Luara mais velha fez uma pausa como se esperasse que suas palavras fossem digeridas e em seguida, retomou o seu monólogo:

— Você não voltou para a mesma realidade, mas para a que você criara. Luara agora era diferente. Creio até que a memória de sua vida alternativa foi apagada. O que você fôra ficaria esquecido para sempre. Ou quase, se eu não tivesse decidido vender esta casa. Ao arrumar as coisas, encontrei este velho diário, que está aí na sua mão. Imediatamente o outro eu que eu fôra voltou à minha memória. Cada página que eu lia...

Luara-mais-velha, muito exaltada, quase chorando, retirou de sua bolsa um outro diário igual.

— Veja! — ordenou, estendendo a mão com o livro para a outra.

Luara-adulta folheou as páginas. Sua letra era inconfundível e a forma de escrever também, mas tinha algo estranho.

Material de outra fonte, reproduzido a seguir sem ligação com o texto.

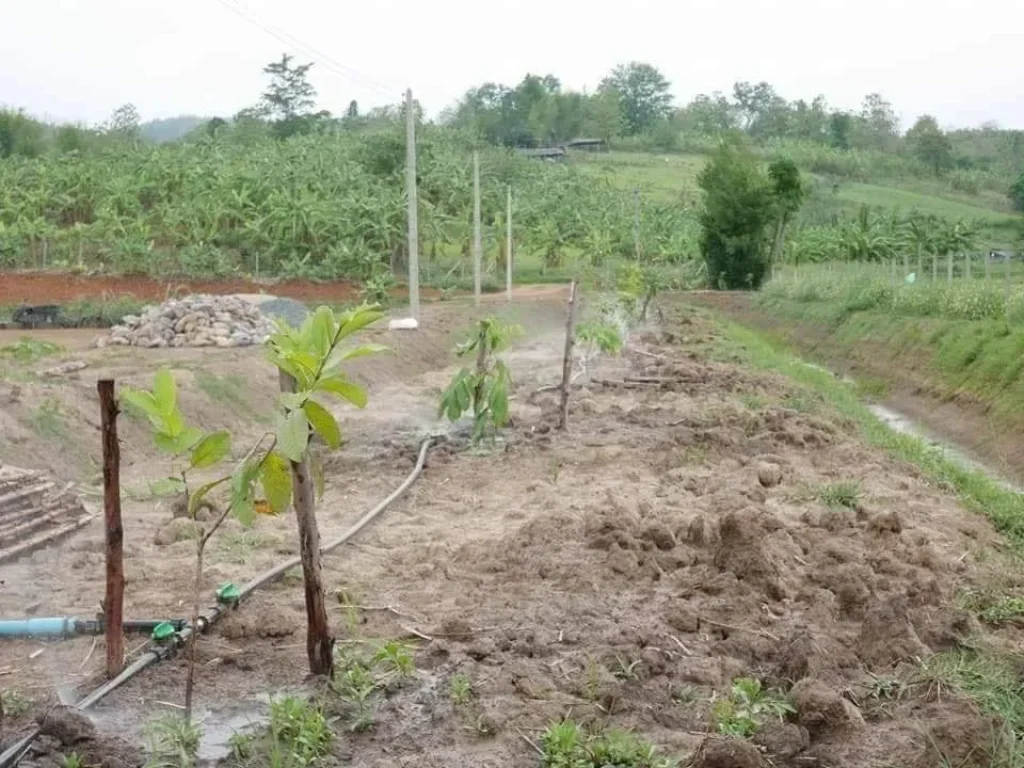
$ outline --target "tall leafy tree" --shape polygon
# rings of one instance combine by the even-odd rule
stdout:
[[[672,112],[671,84],[653,66],[641,61],[620,65],[602,82],[602,91],[618,93],[631,135],[642,133]]]
[[[953,146],[931,115],[922,115],[906,132],[906,142],[913,156],[936,174],[952,167]]]
[[[768,271],[766,231],[772,186],[758,159],[737,140],[719,147],[697,178],[703,190],[700,252],[714,288],[753,290]]]
[[[778,261],[785,244],[785,227],[804,202],[804,184],[797,164],[780,158],[768,166],[772,196],[775,200],[775,237],[772,238],[771,263]]]

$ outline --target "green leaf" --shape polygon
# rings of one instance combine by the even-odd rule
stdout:
[[[157,447],[171,456],[180,456],[201,439],[203,439],[203,431],[195,427],[189,427],[176,435],[162,431],[155,432],[153,435],[153,441],[157,443]]]
[[[231,474],[231,514],[246,526],[252,525],[256,516],[253,481],[257,467],[252,460],[240,464]]]
[[[207,495],[213,490],[215,487],[221,483],[227,482],[227,477],[221,477],[212,482],[208,482],[205,485],[200,485],[196,493],[188,497],[188,516],[191,518],[196,517],[196,511],[199,509],[200,503],[207,497]]]
[[[367,326],[373,325],[383,316],[384,313],[381,312],[376,306],[364,305],[356,307],[355,309],[351,309],[338,318],[341,328],[338,331],[337,338],[339,340],[347,338],[352,334],[361,331]]]
[[[174,377],[166,368],[160,369],[153,377],[153,396],[162,414],[169,416],[174,413],[178,399],[177,388],[174,386]]]
[[[348,400],[356,408],[366,408],[369,401],[366,390],[358,384],[348,381],[343,376],[332,376],[328,379],[321,379],[316,382],[314,390],[317,392],[330,392]]]
[[[263,462],[260,484],[263,496],[275,514],[284,512],[292,501],[292,470],[281,454],[268,454]]]
[[[286,411],[294,411],[297,408],[302,408],[307,399],[309,399],[309,395],[304,392],[282,392],[278,396],[278,402]]]
[[[306,412],[290,411],[278,426],[278,447],[290,461],[300,462],[309,443],[309,421]]]
[[[313,429],[330,447],[336,449],[341,444],[341,428],[330,411],[316,400],[306,400],[302,410],[305,411],[306,418]]]
[[[367,357],[380,352],[390,352],[391,348],[383,344],[362,344],[351,349],[335,349],[324,362],[325,371],[333,371],[346,360],[354,360],[357,357]]]
[[[316,490],[316,498],[324,498],[324,465],[321,464],[316,459],[313,459],[310,463],[309,470],[313,475],[313,485]]]
[[[128,389],[125,387],[118,392],[118,399],[127,403],[129,408],[145,414],[150,417],[150,421],[154,423],[154,426],[163,424],[163,414],[160,411],[160,406],[157,404],[157,398],[150,392],[143,389]]]
[[[331,345],[334,343],[334,312],[331,311],[331,307],[316,307],[312,318],[311,336],[317,357],[323,358],[331,350]]]
[[[227,432],[211,432],[193,449],[191,465],[196,469],[212,467],[231,452],[231,435]]]
[[[185,488],[185,481],[180,477],[163,477],[150,485],[154,496],[177,496],[183,494]]]

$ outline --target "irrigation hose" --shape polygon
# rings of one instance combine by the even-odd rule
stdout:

— Não notou falta de nada? — perguntou a mais velha.

— Falta o "e... se"

A mais velha retomou o discurso:

— Foi isso que você fez a si mesma. Não se tornou uma cientista brilhante. Sua motivação será morta hoje se continuar com o seu propósito! O três anos de sofrimento foram (e serão se você deixar) necessários para criar a sua tenacidade e principalmente sua criatividade.

Luara-adulta ficou espantada:

— Quer dizer que eu...

— Você me tornou uma pessoa medíocre! E tem mais: isso retardou as pesquisas sobre o tempo em cerca de dez anos! Segui as pistas no seu diário que me levaram a seus colaboradores e os convenci a me trazer até aqui e impedi-la...

Luara-mais-velha olhou para a janela como se esperasse alguém e continuou:

— Daqui a pouco o nosso pai chega e eu devo sair antes. Afinal ele sabe como era a mãe de sua mãe. Só ficará o mistério dos patins, mas os acontecimentos traumatizantes apagarão tudo... O pessoal lá fora já está me acenando para eu ir.

E, virando-se para Luara adulta:

— Veja lá o que vai fazer...

Luara adulta ficou olhando com tristeza seu futuro alternativo ir embora.

Pouco depois, a menina entra na sala. Luara-adulta olhou-a nos olhos e disse:

— Eu preciso ir agora, não posso esperar seu pai...

— Puxa, que queria que você ficasse...

—Preciso ir. Antes quero dizer-lhe uma coisa: se algo não for bem como você quer, imagine como seria se alguma coisa qualquer mudasse e escreva em seu diário "e...se".

Luara-menina não pode deixar de notar a lágrima.